On the gradient profiler program on the computer, press RECORD. Then
press START on gradient station.
When finished, remove tubes from fraction collector and label them.
Press EXIT 3 times on gradient station to return to fraction menu,
and remove centrifuge tube from holder. Crucially, save the output
on the computer, and press NEW RUN to record the next gradient.
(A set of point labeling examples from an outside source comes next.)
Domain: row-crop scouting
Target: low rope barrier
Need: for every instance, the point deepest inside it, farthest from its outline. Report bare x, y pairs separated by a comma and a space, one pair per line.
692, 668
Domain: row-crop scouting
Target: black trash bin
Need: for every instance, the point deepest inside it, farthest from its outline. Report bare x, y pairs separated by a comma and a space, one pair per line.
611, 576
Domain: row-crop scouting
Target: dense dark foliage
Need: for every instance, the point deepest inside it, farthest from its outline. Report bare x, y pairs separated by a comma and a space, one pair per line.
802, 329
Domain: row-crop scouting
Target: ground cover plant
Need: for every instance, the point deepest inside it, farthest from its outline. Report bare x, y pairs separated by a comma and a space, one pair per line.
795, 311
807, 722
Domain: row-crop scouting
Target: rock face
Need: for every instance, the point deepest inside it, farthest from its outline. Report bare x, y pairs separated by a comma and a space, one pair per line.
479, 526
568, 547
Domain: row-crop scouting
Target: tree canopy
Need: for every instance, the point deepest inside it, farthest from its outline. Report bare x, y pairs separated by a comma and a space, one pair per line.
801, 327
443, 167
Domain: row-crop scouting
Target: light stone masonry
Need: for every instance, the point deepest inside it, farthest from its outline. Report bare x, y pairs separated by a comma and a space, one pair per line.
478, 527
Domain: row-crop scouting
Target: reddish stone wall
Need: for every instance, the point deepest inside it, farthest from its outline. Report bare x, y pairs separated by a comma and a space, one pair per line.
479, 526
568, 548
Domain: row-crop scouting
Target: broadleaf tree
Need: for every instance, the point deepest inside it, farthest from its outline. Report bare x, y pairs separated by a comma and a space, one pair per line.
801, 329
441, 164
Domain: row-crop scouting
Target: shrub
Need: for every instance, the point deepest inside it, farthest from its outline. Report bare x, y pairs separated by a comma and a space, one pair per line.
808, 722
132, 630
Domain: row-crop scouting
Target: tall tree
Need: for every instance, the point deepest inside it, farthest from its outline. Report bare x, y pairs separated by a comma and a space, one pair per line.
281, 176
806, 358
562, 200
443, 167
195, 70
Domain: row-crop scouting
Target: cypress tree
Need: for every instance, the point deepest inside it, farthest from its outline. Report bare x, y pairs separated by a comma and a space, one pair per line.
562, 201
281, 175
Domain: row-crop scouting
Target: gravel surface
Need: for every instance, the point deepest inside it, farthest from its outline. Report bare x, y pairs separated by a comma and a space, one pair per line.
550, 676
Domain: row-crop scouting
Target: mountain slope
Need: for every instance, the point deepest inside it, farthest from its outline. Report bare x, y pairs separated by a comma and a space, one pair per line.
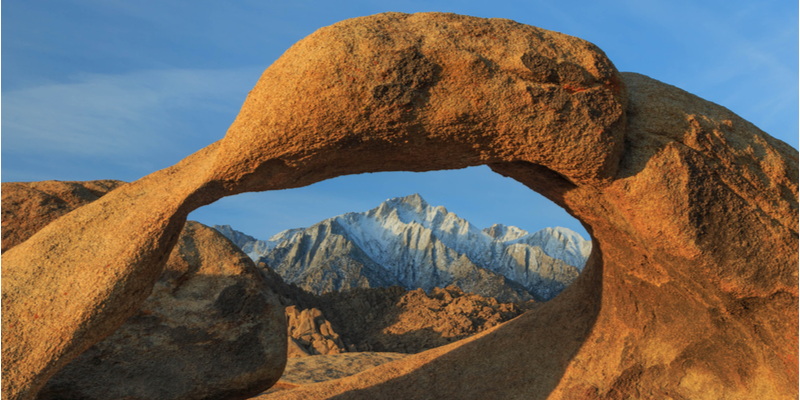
404, 241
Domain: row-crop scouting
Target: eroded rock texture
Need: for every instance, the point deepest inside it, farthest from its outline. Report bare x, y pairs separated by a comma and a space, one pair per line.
691, 289
210, 328
30, 206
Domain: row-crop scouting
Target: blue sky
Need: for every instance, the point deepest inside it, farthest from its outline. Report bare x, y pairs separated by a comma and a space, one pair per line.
110, 89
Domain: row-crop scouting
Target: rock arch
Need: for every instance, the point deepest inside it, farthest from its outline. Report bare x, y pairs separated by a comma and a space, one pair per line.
690, 292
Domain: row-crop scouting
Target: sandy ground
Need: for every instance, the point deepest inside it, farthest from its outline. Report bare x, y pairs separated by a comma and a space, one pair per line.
312, 369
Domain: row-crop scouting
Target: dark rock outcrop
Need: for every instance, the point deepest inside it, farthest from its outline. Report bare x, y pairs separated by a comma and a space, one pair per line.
210, 327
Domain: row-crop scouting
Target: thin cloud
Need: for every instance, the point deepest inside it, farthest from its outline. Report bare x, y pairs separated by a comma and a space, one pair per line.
117, 115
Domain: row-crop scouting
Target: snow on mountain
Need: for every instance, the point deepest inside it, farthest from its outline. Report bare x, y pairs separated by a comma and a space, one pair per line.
407, 242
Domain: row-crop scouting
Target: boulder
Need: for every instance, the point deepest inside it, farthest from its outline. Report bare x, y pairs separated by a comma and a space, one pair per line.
29, 206
309, 333
210, 329
691, 287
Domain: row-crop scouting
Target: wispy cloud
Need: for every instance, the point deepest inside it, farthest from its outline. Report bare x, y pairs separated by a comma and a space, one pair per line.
118, 115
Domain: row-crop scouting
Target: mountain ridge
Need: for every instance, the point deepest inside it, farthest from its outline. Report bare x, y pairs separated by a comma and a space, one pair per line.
407, 242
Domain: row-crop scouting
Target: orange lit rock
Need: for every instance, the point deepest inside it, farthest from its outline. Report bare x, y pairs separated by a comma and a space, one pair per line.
691, 289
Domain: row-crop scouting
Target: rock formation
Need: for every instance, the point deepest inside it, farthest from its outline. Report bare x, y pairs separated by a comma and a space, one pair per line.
311, 334
691, 287
29, 206
397, 320
385, 319
210, 327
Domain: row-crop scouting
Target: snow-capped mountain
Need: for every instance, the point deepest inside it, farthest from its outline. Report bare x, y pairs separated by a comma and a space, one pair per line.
407, 242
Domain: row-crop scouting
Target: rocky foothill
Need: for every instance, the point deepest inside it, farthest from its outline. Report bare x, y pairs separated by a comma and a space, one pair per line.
385, 319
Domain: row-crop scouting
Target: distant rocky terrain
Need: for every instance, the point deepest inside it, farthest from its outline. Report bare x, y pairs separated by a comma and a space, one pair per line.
409, 243
390, 319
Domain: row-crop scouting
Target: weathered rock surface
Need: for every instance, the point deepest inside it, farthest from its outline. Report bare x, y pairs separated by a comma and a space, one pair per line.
210, 329
309, 370
397, 320
691, 288
29, 206
311, 334
385, 319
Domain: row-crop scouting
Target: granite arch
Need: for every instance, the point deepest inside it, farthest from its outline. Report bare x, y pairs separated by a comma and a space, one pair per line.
677, 299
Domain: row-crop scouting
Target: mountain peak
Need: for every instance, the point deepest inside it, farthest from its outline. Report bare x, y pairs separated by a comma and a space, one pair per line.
504, 233
414, 200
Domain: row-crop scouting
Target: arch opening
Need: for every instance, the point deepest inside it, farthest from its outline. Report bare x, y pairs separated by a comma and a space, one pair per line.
413, 230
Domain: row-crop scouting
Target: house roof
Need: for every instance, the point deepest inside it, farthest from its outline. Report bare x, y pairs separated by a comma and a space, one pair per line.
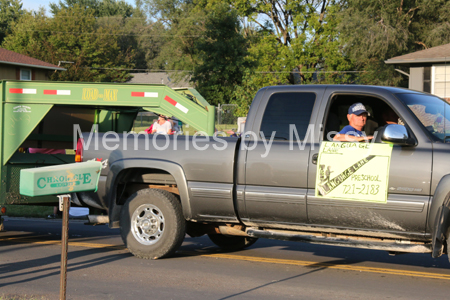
13, 58
159, 78
432, 55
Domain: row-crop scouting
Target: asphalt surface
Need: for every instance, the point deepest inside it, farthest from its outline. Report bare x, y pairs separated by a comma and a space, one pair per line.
99, 267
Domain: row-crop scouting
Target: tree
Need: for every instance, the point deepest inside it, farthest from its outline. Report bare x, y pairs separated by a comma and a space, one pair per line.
222, 52
73, 36
373, 31
180, 27
10, 11
100, 8
297, 39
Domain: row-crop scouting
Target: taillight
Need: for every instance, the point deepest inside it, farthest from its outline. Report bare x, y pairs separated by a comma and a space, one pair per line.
79, 151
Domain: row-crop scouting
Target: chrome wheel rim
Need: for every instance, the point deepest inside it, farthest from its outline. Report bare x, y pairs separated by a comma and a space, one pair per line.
147, 224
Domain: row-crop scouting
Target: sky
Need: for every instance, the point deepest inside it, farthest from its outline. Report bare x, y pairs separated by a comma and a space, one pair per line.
35, 4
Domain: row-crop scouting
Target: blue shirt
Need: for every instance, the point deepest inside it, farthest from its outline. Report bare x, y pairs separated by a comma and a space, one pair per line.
349, 130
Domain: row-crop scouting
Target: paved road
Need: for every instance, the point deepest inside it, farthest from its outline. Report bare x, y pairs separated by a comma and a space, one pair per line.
101, 268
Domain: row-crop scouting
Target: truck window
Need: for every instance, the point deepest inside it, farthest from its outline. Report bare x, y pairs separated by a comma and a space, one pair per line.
432, 112
284, 109
380, 113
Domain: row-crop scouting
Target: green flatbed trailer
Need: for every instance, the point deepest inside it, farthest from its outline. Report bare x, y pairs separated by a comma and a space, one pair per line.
42, 114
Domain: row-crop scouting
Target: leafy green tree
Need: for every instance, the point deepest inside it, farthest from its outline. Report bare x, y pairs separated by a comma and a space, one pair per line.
101, 8
373, 31
298, 38
74, 36
10, 11
180, 27
222, 52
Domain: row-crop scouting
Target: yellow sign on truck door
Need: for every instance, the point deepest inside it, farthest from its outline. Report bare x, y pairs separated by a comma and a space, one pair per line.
353, 171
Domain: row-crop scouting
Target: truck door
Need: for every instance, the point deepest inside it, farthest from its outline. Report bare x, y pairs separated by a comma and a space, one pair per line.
409, 176
275, 184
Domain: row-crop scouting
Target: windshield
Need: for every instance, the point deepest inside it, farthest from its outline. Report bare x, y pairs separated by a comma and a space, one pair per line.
432, 112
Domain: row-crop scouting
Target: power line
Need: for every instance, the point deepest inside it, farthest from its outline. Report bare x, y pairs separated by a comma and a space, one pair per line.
113, 34
258, 72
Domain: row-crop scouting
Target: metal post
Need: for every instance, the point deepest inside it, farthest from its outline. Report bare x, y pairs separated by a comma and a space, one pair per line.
64, 205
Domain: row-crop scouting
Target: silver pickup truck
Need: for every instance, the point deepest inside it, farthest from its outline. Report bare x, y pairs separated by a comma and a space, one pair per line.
157, 188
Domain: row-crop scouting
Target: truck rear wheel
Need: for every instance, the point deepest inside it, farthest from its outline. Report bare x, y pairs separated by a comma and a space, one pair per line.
152, 224
232, 243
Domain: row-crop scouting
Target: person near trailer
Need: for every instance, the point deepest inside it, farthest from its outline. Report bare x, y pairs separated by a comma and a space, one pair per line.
163, 126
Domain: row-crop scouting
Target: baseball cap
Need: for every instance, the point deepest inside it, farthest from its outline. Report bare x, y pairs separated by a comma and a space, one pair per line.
357, 109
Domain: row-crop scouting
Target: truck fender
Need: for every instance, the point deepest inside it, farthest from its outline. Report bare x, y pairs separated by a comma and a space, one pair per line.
118, 166
439, 216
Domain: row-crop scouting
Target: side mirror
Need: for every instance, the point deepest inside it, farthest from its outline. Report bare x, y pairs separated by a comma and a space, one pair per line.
397, 135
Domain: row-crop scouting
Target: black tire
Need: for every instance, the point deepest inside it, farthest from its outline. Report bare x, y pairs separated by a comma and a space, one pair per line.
232, 243
152, 224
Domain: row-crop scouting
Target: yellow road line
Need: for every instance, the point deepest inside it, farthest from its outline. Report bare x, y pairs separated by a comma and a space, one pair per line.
319, 265
308, 264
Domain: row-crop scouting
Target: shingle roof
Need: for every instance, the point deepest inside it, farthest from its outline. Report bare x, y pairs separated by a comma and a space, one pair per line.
159, 78
13, 58
431, 55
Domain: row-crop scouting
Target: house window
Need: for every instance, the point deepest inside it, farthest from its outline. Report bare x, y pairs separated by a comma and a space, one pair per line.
441, 81
25, 74
427, 79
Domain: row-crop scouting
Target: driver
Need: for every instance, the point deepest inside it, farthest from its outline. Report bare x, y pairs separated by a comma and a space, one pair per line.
357, 118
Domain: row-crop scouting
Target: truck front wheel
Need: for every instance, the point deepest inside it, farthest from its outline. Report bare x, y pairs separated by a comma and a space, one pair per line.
231, 243
152, 224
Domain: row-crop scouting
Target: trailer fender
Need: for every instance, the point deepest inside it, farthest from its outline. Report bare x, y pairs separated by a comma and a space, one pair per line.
114, 175
439, 216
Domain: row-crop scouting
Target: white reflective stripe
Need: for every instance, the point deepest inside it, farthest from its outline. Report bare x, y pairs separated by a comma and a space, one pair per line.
151, 95
62, 92
181, 107
28, 91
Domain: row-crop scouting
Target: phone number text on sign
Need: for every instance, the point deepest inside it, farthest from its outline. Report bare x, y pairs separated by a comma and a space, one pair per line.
353, 171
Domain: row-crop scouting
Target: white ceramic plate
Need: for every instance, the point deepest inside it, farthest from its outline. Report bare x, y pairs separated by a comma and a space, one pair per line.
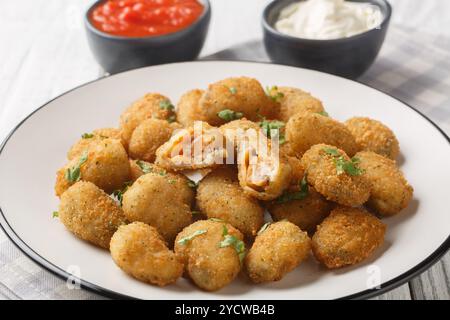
37, 147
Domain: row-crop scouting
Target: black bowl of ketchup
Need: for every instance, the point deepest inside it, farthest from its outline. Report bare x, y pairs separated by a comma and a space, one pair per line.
128, 34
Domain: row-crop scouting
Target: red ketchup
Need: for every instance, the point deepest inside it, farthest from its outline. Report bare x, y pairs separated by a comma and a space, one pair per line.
143, 18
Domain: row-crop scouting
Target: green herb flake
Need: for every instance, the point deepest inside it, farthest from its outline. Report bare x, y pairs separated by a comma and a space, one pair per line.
184, 241
87, 136
274, 94
268, 125
323, 113
192, 184
74, 174
232, 241
229, 115
166, 105
145, 167
264, 228
343, 165
299, 195
118, 194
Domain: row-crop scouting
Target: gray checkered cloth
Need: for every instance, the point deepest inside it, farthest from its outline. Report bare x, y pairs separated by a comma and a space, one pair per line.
412, 66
Note that the first 1-3 tubes in the fraction collector are usually
empty, so that the tube number on the rack is offset from
that reported in the gradient profiler software (BioComp
instructions suggest this is solvable: good luck!). Tube 0 according
to gradient profiler software is the first filled tube on the fraction
collector. It may be easiest to label the tubes accordingly, after the
fractions are collected.
Check all equipment for potential sucrose gradient spills and
clean thoroughly with damp cloth and dilute ethanol; this is a very
sticky spill. In particular, clean the plunger and flush the tubing
Flush tubing with a full tube of 50% Ethanol to disinfect (DRAIN on
fraction collector, from FRAC screen on gradient station lower plunger
at about 0.5 mm/s).
Store rotor and buckets in cold room, on rotor holding platform.